Stuck email... try again... -------- Original Message -------- Subject: Re: [ccp4bb] sugar and coot Date: Wed, 30 Nov 2011 19:42:54 +0000 From: Paul Emsley <paul.ems...@bioch.ox.ac.uk> To: d...@iwonka.med.virginia.edu <d...@iwonka.med.virginia.edu> CC: CCP4BB@JISCMAIL.AC.UK <CCP4BB@JISCMAIL.AC.UK>
On 30/11/11 17:07, Heping Zheng wrote:
The issue I have is to polysacchride chains refinement in general, but here more specific about branch chain of polysacchride chains. For example, if you think about the case of N-glycosylation Asn-NAG-beta1,4-NAG-beta1,4-Man-(alpha1,3-Man)-alpha1,6-Man ... Now you have a branch chain, Now if I assume the following resseq ASN A135 NAG A500 NAG A501 MAN A502 MAN A503 MAN A504 In my coot, version 0.6 revision 2540, You will be able to refine A500-A503 as a whole since they are consecutive in resseq.
indeed.
But when I need to refine NAG A500 together with ASN A135 locally, simply specify the range is not enough, I need to specify a small radius to get it work, even though the covalent link is defined in LINKR record.

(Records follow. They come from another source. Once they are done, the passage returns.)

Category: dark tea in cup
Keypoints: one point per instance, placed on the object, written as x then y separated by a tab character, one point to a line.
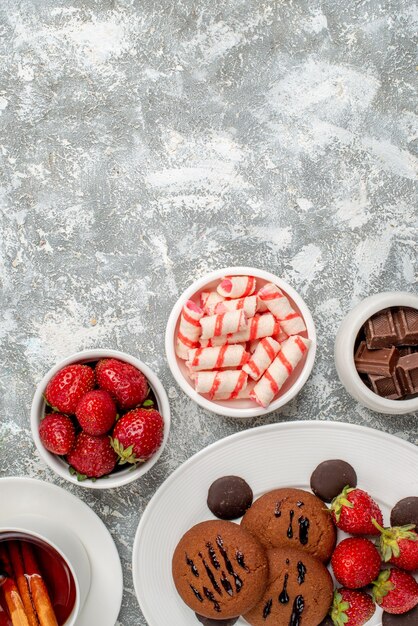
36	583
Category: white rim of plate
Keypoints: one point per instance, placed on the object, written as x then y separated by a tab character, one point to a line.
88	511
291	426
222	409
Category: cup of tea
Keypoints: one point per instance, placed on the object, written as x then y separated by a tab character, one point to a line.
44	574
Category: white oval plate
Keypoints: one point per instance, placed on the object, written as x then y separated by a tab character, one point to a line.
27	495
267	457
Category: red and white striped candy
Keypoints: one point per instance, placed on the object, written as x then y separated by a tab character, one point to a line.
258	326
244	394
216	358
189	330
293	349
223	324
236	286
261	305
209	300
275	300
262	357
228	383
248	305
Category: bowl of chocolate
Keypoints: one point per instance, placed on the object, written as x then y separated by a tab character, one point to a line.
376	352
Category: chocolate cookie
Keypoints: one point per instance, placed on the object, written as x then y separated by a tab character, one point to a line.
406	619
219	569
229	497
207	621
299	586
292	518
405	512
330	478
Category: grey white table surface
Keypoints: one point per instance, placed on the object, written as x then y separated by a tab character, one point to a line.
143	144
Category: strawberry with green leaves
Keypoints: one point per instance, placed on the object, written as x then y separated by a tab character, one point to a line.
353	511
355	562
398	545
351	607
137	435
395	591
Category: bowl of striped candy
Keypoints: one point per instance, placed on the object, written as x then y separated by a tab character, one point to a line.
240	342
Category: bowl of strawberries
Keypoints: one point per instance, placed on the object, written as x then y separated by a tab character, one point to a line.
100	418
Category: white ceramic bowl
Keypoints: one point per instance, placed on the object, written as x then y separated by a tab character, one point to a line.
56	463
238	408
344	352
65	543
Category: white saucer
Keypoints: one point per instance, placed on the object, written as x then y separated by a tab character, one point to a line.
27	495
267	457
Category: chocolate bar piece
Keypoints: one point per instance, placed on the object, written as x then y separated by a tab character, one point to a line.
407	370
380	330
379	362
406	324
387	386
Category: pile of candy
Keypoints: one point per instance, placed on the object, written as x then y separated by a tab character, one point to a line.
240	341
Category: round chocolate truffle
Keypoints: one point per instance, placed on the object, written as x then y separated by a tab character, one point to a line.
330	478
405	512
207	621
229	497
406	619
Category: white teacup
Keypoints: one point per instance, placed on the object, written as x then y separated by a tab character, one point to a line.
40	531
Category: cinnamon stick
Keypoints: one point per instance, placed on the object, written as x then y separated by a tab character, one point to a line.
11	593
39	592
22	583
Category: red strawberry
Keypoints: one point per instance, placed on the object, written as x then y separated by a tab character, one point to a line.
352	607
353	510
96	412
91	456
395	591
123	381
355	562
398	545
138	435
67	387
57	433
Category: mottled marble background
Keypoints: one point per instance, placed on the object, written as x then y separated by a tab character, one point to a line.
144	143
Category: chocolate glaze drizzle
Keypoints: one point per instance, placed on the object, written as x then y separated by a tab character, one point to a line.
284	596
298	606
303	529
210	575
228	564
212	599
226	585
267	608
240	560
277	511
301	572
196	593
212	556
290	529
192	566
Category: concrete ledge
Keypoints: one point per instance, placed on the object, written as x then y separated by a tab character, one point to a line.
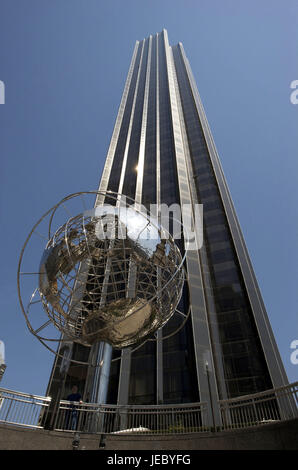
277	436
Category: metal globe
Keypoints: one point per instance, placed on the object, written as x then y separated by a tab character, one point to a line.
110	274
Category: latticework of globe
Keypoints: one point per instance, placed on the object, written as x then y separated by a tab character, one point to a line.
110	275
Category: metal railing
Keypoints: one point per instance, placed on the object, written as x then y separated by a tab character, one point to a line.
251	410
107	419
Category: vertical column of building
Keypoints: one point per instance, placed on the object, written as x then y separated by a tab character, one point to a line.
272	357
202	340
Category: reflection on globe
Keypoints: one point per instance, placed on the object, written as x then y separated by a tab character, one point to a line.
110	274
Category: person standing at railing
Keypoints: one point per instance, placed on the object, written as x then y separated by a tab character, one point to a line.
72	414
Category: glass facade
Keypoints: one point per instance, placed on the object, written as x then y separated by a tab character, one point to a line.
163	153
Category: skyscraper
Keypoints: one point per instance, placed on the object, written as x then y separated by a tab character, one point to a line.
162	152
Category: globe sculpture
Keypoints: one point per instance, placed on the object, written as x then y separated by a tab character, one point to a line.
110	273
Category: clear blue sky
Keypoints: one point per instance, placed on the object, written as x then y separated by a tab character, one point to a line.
64	64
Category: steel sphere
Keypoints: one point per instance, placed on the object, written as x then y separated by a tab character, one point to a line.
110	274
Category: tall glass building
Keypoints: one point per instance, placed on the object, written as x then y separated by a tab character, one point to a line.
162	152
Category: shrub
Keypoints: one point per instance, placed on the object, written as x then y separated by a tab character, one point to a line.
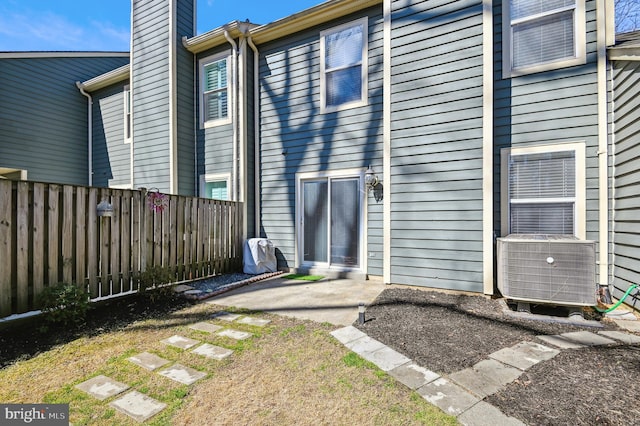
64	303
155	282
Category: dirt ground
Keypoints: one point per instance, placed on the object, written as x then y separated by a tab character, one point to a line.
447	333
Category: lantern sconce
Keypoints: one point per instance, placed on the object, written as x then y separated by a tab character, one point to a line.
372	183
105	209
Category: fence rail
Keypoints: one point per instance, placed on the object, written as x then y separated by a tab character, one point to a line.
51	233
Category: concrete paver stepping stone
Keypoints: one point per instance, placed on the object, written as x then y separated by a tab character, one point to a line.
102	387
364	344
524	355
225	316
412	375
207	327
180	342
449	397
182	374
483	414
148	360
588	339
486	377
257	322
235	334
138	406
212	351
628	338
347	334
385	358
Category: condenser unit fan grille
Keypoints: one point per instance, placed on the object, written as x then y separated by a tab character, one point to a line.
547	269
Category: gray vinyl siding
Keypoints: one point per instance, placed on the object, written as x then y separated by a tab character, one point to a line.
215	144
186	124
43	115
627	178
547	108
297	138
150	87
436	149
111	155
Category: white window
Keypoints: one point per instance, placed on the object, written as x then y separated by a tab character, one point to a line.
127	115
214	99
343	66
215	186
541	35
543	190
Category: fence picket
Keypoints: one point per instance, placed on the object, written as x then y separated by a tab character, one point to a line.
6	224
51	233
37	253
67	234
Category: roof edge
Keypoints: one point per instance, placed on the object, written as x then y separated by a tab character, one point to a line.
107	79
61	54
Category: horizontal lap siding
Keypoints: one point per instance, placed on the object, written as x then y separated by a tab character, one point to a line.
547	108
627	178
150	85
111	155
296	138
43	115
436	144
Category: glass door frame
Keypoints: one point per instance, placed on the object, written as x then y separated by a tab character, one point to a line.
301	178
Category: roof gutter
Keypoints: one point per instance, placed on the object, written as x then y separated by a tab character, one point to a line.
89	130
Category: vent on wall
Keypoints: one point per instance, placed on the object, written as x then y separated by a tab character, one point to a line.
555	269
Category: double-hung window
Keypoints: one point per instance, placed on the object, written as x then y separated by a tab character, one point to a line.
543	190
343	66
214	101
542	34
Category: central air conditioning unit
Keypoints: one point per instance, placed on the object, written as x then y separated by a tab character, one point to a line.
554	269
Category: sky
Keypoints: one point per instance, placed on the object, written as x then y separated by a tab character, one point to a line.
104	25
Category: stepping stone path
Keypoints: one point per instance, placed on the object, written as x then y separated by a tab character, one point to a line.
142	407
461	393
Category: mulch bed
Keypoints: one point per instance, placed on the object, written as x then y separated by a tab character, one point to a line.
447	333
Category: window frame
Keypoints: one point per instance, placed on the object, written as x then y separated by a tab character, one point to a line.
579	149
216	177
202	63
580	42
363	64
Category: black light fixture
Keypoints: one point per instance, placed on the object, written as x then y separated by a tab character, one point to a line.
372	183
370	178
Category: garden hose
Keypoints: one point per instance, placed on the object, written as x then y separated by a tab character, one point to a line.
619	301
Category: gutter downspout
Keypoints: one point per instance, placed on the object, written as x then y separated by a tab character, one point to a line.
234	118
196	85
256	135
603	188
89	130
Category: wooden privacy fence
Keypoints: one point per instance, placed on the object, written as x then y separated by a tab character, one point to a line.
52	233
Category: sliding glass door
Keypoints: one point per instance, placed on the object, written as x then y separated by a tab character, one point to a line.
331	219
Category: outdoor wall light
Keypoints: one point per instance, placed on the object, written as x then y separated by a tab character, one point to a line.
372	183
105	209
370	178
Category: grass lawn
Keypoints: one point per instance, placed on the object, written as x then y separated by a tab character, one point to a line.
289	372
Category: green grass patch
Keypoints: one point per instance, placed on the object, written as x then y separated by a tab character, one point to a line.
303	277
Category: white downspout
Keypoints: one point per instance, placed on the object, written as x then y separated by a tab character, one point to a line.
256	136
89	130
234	117
603	188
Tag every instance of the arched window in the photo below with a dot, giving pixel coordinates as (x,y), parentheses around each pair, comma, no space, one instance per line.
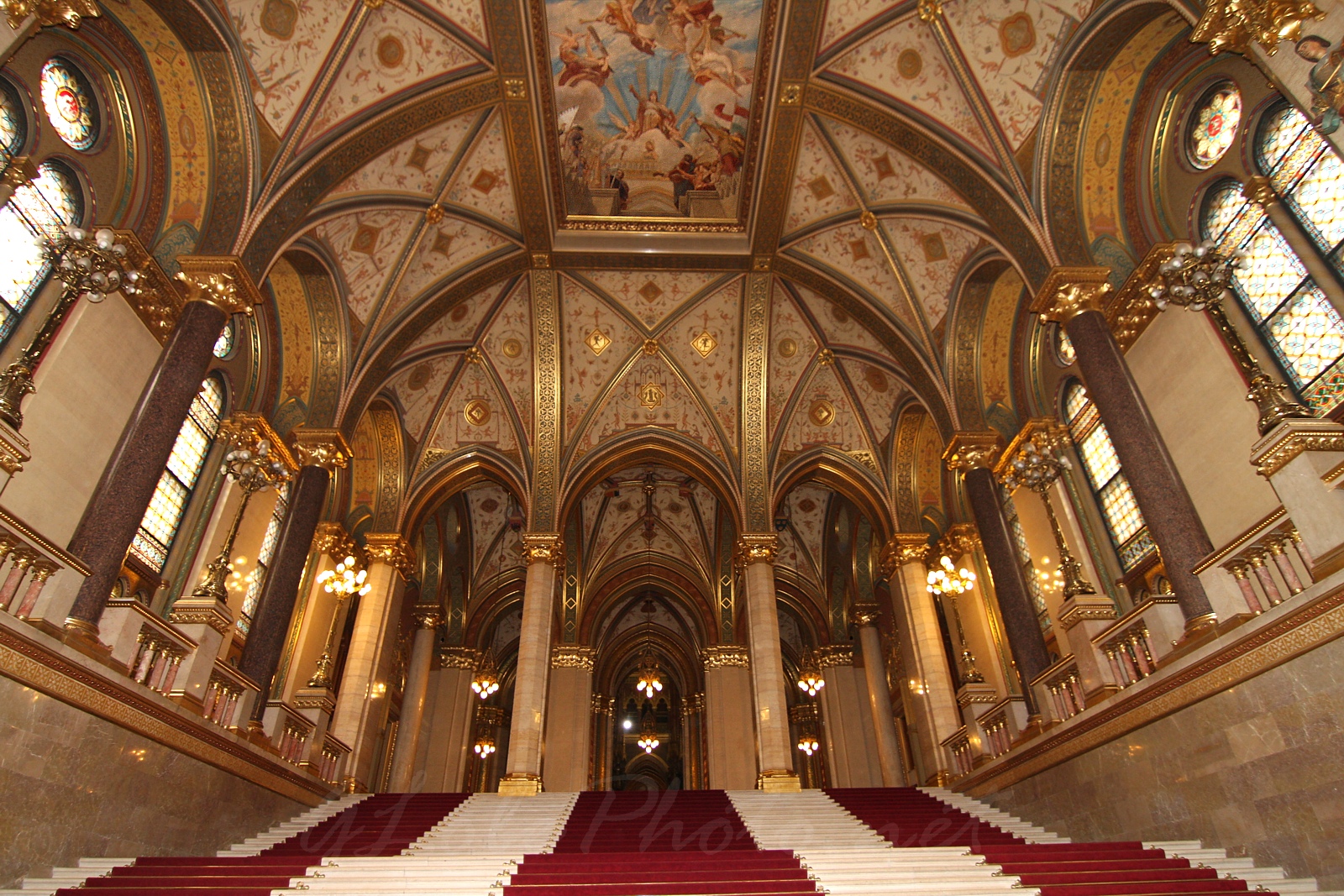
(37,210)
(163,516)
(1124,521)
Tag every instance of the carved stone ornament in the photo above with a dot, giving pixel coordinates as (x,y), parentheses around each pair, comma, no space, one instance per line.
(726,656)
(320,448)
(568,658)
(757,548)
(1234,24)
(1068,291)
(544,547)
(972,450)
(219,280)
(50,13)
(393,550)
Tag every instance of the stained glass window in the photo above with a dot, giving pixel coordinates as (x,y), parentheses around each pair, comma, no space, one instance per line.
(51,201)
(1120,510)
(1213,127)
(1297,320)
(67,98)
(264,557)
(163,516)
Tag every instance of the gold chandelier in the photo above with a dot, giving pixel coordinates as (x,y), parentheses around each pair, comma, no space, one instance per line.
(810,678)
(486,681)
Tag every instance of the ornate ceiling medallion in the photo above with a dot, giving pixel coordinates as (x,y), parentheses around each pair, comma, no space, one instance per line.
(597,340)
(705,343)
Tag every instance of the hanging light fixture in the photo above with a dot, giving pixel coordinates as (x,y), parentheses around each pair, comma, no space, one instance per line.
(810,676)
(486,681)
(648,736)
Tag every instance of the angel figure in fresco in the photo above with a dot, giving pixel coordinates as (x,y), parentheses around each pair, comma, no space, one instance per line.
(591,66)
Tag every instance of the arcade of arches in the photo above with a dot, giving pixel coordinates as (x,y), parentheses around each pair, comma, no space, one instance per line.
(522,396)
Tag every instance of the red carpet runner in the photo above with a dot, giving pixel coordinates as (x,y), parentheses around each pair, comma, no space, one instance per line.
(907,817)
(658,844)
(382,825)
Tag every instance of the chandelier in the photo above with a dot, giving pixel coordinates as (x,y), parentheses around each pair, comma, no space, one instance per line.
(810,678)
(948,579)
(648,736)
(486,681)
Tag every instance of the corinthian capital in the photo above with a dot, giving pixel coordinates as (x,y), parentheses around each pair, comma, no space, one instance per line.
(219,280)
(320,448)
(1068,291)
(543,547)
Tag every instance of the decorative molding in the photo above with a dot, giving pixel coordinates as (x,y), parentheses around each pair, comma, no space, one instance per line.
(726,656)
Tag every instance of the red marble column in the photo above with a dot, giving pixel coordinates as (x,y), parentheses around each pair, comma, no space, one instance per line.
(215,288)
(1075,297)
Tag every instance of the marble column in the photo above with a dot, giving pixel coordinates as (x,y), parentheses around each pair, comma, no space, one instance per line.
(864,618)
(757,553)
(544,555)
(1075,297)
(215,289)
(428,618)
(569,725)
(362,700)
(974,454)
(318,453)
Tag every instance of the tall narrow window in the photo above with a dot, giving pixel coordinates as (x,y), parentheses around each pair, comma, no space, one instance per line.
(163,516)
(1124,521)
(264,557)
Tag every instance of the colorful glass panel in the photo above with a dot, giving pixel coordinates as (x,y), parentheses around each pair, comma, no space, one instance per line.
(1214,125)
(67,100)
(163,517)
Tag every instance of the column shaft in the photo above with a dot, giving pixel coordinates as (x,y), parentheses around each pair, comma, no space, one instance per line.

Quite so. As I said (or more accurately, implied) LINKR recognition is an on-going issue (i.e. it doesn't work yet).
The same applies when I want to refine just A502-A504 alpha1,6 glycosidic bond without refine A503.
Yes.
I am just wondering what is the state of the art for branch chain handling in coot or another interactive refinement program.
Well, I don't know much about about other programs, but in coot you can use refine-residues or Sphere Refinement. Even in 0.6. Paul.